A small village in Vietnam – 1955 (1)

Class analysis


for bigger picture click on this photo

(Photo: Tldagny)

Vietnam.

“Please, listen to me, my dear sister Quê, it is time to put an end to it. Tôn may be your husband, but don't speak a word to him any more!” Stunned, Quê looks at her brother Chinh. There are tears in her eyes. “Tôn is everything I have. What do you have against him? He is your brother-in-law. I'm married to him.” “Quê, Tôn is the class enemy. He is a land owner, an exploiter. From now on the proletariat is in power, together with landless peasants. We will crush the exploiters.”

It is 1955. The French are the losers. The communists have won. A few years ago Chinh had signed up for the resistance. At the liberation many soldiers returned to the villages, but not Chinh. He only came back half a year later. He was appointed section head, and he started to carry out the land reform, on which the revolutionary government had decided.


for bigger picture click on this photo

(Photo: Biggs)

Vietnam.

Quê is sobbing all huddled up. “I don't understand this. You know the village. You know who is good, and who not. We all know it. Tôn and his family have some rice fields. So what! They have always helped others, they have always worked hard in the field. During the harvest season they have day labourers. What's wrong with that? They are paid well, and get good meals. And, and ...” Quê stumbles over her words. She is a pretty young woman, about twenty years old. Actually she has a delicate face. But now it looks more like a wrung-out dish cloth.
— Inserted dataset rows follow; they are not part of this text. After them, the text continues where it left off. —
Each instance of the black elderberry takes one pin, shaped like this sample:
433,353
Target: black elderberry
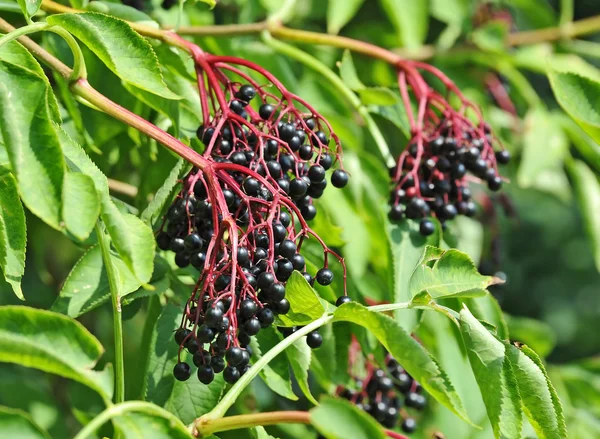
231,375
503,157
246,93
265,111
314,340
251,326
265,317
205,334
339,178
177,245
217,364
298,188
409,425
324,276
181,334
342,299
182,371
206,375
282,307
234,356
426,227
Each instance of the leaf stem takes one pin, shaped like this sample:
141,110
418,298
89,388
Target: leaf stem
114,286
25,30
125,407
221,408
338,83
251,420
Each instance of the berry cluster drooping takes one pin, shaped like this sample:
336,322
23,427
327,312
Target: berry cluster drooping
387,395
242,219
446,152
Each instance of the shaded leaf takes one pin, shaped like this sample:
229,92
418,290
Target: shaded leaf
122,49
587,190
276,374
18,424
87,287
539,399
339,419
407,246
188,399
299,356
448,273
13,232
411,20
52,343
414,358
340,12
31,141
494,375
305,305
81,204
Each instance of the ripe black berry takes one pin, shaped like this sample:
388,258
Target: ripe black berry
324,276
339,178
182,371
314,340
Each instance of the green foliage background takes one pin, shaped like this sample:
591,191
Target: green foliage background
547,245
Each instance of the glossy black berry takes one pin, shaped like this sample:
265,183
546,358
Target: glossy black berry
314,340
324,276
342,299
182,371
426,227
231,375
339,178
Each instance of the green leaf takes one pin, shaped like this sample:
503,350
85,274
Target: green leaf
305,305
153,211
377,96
31,141
339,419
188,399
414,358
276,374
18,424
535,333
579,97
545,147
132,238
340,12
144,426
348,72
299,356
411,20
490,37
122,49
81,204
539,399
30,7
494,375
448,273
52,343
407,246
13,232
86,287
124,12
587,189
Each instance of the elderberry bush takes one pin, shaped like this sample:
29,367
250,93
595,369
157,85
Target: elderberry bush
243,231
391,396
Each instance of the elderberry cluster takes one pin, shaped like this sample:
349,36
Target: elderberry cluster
285,148
387,395
243,226
431,179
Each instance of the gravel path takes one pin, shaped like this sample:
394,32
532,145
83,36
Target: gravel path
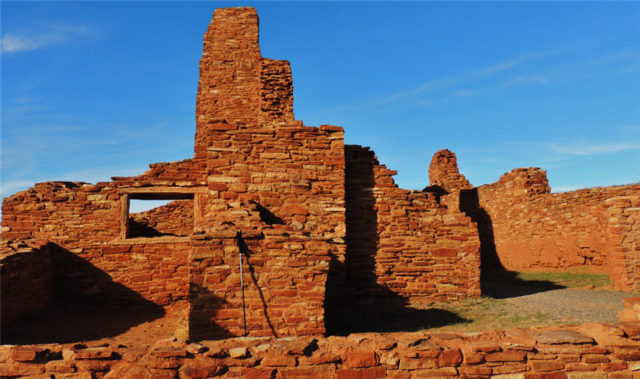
573,305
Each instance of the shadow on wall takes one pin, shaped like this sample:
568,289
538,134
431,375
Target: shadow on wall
355,302
495,280
204,306
139,229
87,305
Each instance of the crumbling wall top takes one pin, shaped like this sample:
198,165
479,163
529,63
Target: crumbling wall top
443,172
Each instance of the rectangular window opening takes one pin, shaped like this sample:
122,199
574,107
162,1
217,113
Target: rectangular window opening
159,215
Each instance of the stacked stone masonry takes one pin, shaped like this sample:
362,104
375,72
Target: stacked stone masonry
522,226
313,223
27,279
585,351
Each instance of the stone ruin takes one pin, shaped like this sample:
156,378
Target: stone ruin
320,224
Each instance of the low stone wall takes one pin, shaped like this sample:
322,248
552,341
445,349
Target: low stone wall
586,351
27,279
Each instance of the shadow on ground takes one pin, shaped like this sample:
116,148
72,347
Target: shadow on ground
387,317
501,284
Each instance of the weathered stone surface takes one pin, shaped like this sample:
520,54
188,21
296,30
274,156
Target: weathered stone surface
561,336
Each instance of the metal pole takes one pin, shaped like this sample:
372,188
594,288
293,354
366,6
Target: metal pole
244,314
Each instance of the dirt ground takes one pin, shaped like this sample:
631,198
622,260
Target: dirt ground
512,300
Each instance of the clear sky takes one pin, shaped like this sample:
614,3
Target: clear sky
92,90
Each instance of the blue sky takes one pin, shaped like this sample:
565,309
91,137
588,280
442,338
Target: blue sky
92,90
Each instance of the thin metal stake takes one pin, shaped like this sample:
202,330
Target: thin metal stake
244,315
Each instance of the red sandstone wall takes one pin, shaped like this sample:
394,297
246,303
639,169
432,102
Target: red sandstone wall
523,226
623,210
27,279
443,172
541,231
176,218
69,214
404,242
284,286
268,176
86,221
587,351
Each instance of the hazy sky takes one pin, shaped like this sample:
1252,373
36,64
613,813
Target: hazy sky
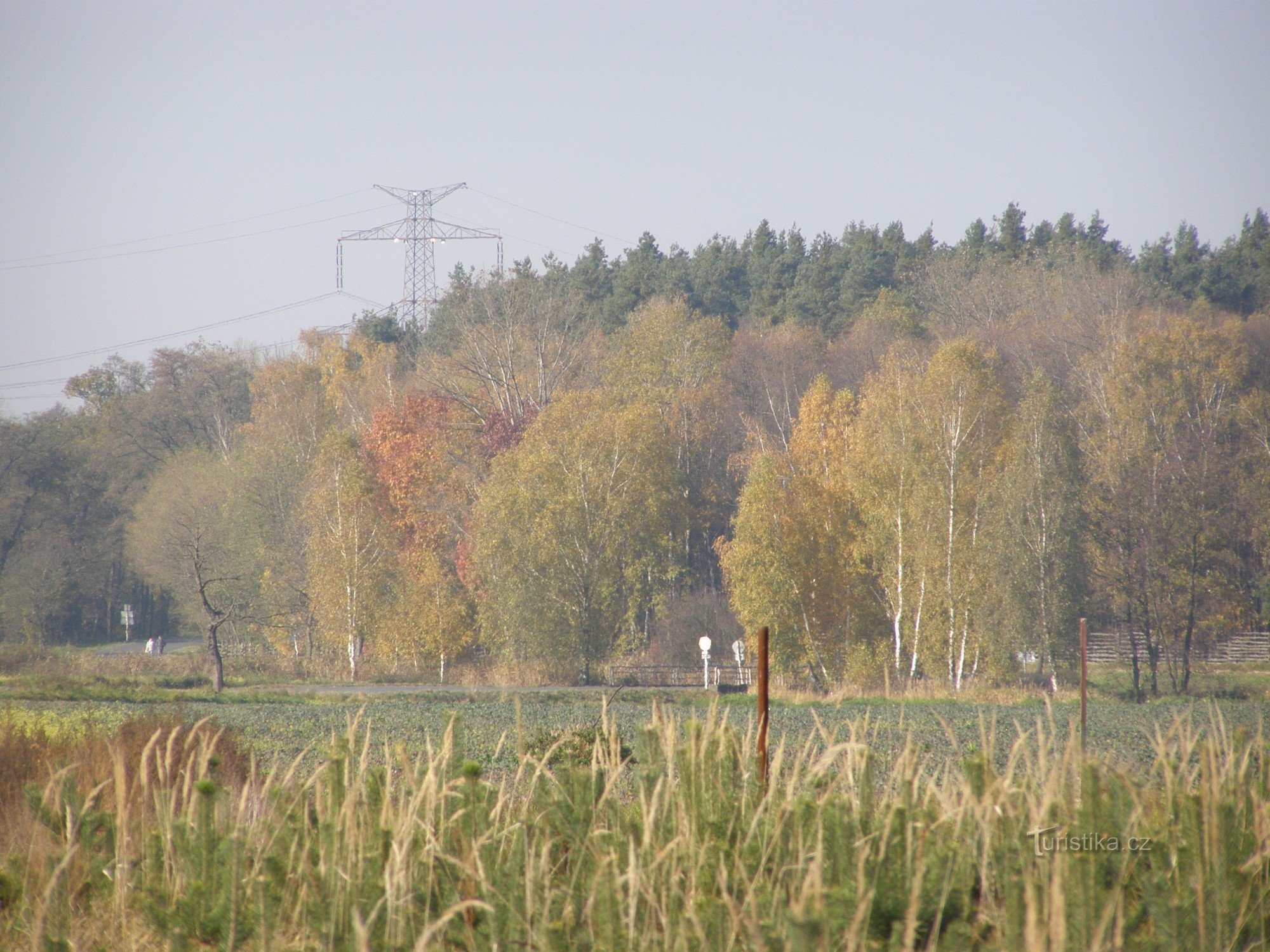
131,121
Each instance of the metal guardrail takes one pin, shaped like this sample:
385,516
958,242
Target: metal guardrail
672,676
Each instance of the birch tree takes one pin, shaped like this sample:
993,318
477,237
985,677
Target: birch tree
349,549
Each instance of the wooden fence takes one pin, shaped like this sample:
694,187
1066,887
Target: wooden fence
1238,648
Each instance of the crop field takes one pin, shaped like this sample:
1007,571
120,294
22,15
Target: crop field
491,727
657,832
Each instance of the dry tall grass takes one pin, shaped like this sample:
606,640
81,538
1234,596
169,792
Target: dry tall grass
680,849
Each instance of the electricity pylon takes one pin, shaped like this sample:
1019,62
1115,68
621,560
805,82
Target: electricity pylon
421,233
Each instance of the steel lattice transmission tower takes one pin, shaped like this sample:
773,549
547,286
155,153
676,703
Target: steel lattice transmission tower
421,233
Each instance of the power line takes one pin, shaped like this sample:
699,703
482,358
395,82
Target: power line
187,232
157,338
182,333
562,221
194,244
31,384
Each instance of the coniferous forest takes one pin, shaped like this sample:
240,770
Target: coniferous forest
914,461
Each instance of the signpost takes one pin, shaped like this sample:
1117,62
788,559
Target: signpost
1084,672
763,704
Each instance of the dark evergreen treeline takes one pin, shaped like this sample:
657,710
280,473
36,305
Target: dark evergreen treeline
777,277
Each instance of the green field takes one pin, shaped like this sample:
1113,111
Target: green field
493,725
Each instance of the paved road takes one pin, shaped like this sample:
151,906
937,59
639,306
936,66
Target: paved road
425,689
137,648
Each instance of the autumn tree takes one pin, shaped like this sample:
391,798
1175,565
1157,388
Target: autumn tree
1038,510
275,454
426,460
576,532
1164,439
896,530
182,540
794,560
961,416
349,549
672,359
506,347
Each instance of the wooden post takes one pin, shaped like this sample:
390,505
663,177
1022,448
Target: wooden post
1084,675
763,704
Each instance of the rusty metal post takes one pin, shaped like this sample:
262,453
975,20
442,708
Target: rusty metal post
763,704
1084,682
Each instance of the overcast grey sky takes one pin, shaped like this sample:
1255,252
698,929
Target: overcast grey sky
129,121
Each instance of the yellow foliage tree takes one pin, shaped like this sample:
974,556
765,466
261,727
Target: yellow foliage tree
793,563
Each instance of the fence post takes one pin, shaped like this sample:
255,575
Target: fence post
763,704
1084,680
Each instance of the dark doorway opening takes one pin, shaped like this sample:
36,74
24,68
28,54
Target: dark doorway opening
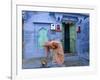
66,37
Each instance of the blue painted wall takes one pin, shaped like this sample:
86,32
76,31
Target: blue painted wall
34,21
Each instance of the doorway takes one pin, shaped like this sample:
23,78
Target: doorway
69,37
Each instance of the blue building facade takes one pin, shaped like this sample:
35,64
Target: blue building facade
71,29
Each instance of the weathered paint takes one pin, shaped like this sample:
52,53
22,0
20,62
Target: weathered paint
37,27
72,38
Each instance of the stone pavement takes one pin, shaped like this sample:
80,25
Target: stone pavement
70,61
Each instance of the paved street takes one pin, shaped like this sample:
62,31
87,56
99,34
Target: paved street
70,61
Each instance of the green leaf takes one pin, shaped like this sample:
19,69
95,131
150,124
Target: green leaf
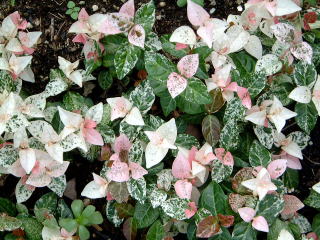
145,214
244,231
71,4
316,224
143,97
125,59
145,16
313,200
168,104
77,207
138,189
8,207
264,135
270,207
48,201
235,110
229,137
259,155
304,74
213,199
74,101
8,223
211,129
84,233
175,208
291,178
158,68
156,231
105,79
196,92
119,191
32,228
244,62
307,116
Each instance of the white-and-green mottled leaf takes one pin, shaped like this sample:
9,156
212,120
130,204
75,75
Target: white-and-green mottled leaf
138,189
259,155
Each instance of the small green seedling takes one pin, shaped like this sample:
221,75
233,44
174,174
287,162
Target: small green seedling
84,217
73,10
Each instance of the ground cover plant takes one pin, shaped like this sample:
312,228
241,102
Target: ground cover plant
200,132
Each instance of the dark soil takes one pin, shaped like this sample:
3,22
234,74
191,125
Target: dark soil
48,16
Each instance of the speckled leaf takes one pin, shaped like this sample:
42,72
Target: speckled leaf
48,201
57,83
229,138
264,135
259,155
157,197
112,214
244,231
142,97
304,74
213,199
58,185
268,64
211,129
220,171
156,231
217,101
119,191
158,68
138,189
270,207
145,16
302,222
235,110
22,192
130,131
145,214
307,116
152,42
136,152
300,138
125,59
8,223
186,141
196,92
175,208
313,200
8,155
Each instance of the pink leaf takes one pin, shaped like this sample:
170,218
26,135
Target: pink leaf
122,143
128,8
197,15
260,223
277,167
192,209
183,189
137,36
176,84
247,214
292,204
136,170
228,159
83,15
244,95
92,136
119,172
181,168
180,46
188,65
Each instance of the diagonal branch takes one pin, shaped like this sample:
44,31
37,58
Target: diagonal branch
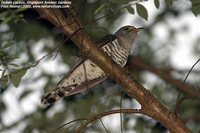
136,63
150,105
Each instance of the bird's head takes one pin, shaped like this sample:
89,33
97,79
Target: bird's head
127,35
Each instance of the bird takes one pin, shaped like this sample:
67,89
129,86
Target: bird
86,74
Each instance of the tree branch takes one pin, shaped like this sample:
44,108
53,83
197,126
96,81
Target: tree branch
136,63
150,105
96,117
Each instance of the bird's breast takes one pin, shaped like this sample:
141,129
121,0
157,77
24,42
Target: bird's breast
118,53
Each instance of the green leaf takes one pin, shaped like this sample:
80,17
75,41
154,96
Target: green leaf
24,94
121,1
130,10
12,64
157,3
142,11
3,82
16,78
3,73
100,8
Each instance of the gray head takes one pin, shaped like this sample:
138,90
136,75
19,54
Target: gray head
127,35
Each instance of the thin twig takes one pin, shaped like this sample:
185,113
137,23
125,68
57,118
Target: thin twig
179,99
95,118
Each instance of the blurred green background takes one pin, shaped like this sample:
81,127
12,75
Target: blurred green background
36,55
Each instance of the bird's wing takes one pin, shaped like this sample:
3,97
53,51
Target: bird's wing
105,40
64,88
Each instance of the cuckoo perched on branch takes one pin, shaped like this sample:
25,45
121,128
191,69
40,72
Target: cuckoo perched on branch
86,74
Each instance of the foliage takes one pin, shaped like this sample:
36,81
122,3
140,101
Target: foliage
106,96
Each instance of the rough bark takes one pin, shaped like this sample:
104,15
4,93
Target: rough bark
150,106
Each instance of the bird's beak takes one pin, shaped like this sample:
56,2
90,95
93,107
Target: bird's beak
139,29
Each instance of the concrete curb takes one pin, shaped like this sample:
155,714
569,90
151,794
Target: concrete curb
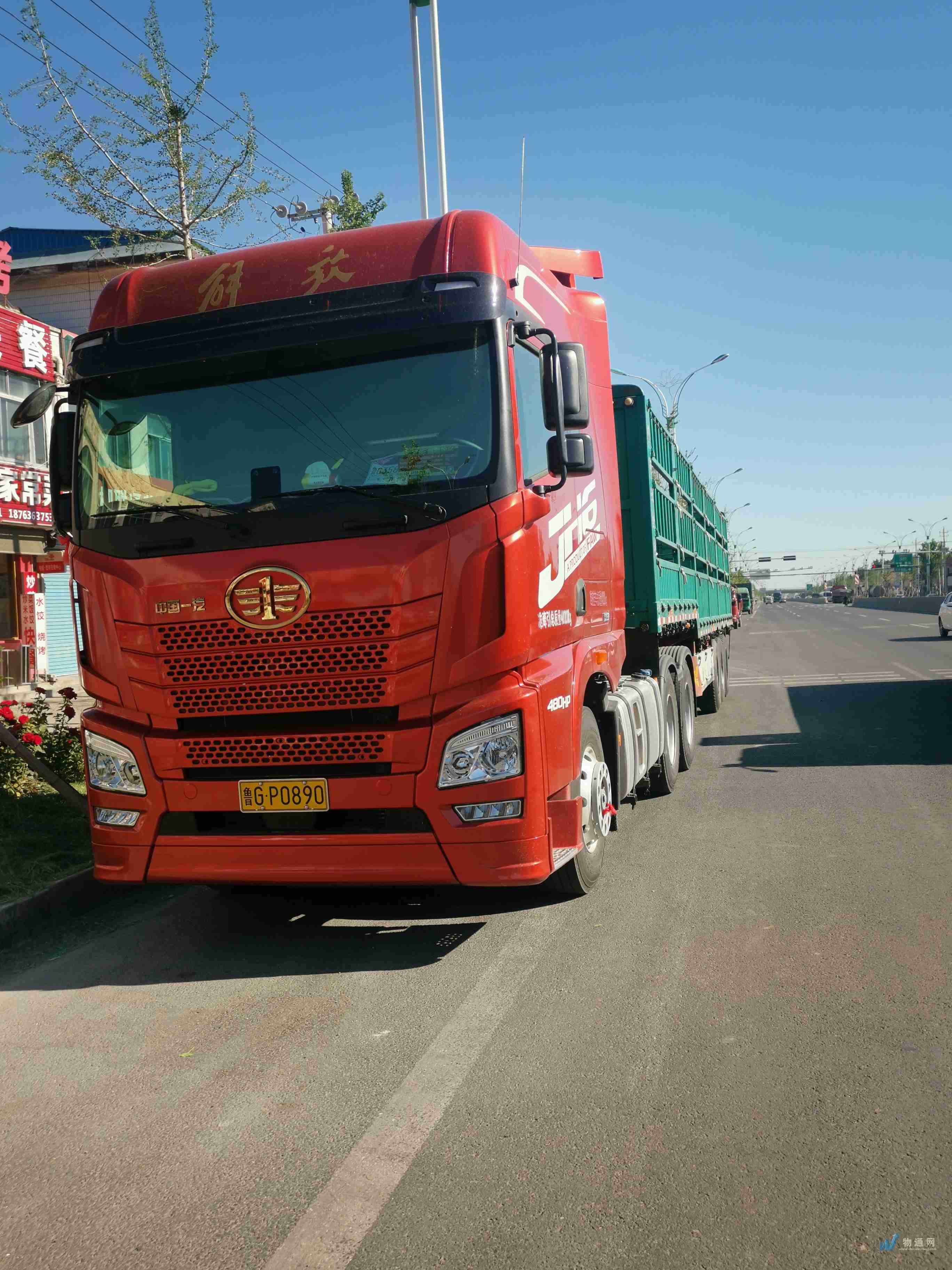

“Quê, stop that sobbing,” Chinh reacts, exasperated. “It is about a class analysis. I became section head, because our family never had a scrap of land. Father was an herbal doctor, but for the rest, we have always lived by working on the fields of others. When someone informs the Party that my sister is married to a land owner, I am finished. For half a year I attended a staff course, I classified all families of our village by their class position, and ...”

Quê doesn't listen any more. She has always loved her brother Chinh. During the war she had prayed so often to the ancestors to protect him. But now she doesn't understand him any more.

_______________________

Source
The novel Paradise of the Blind (1988) written by the Vietnamese author Duong Thu Huong tells about a poor girl, growing up in Hanoi. From her mother she hears stories about the small village where she came from.



Go to:
= part 2: Mayor Duong - a small village in Vietnam – 1989 (2), story 141.
= the next page: 'Half is half' - Sardinia, Italy – 1956 (3), story 117.
= the Table of contents, story 116.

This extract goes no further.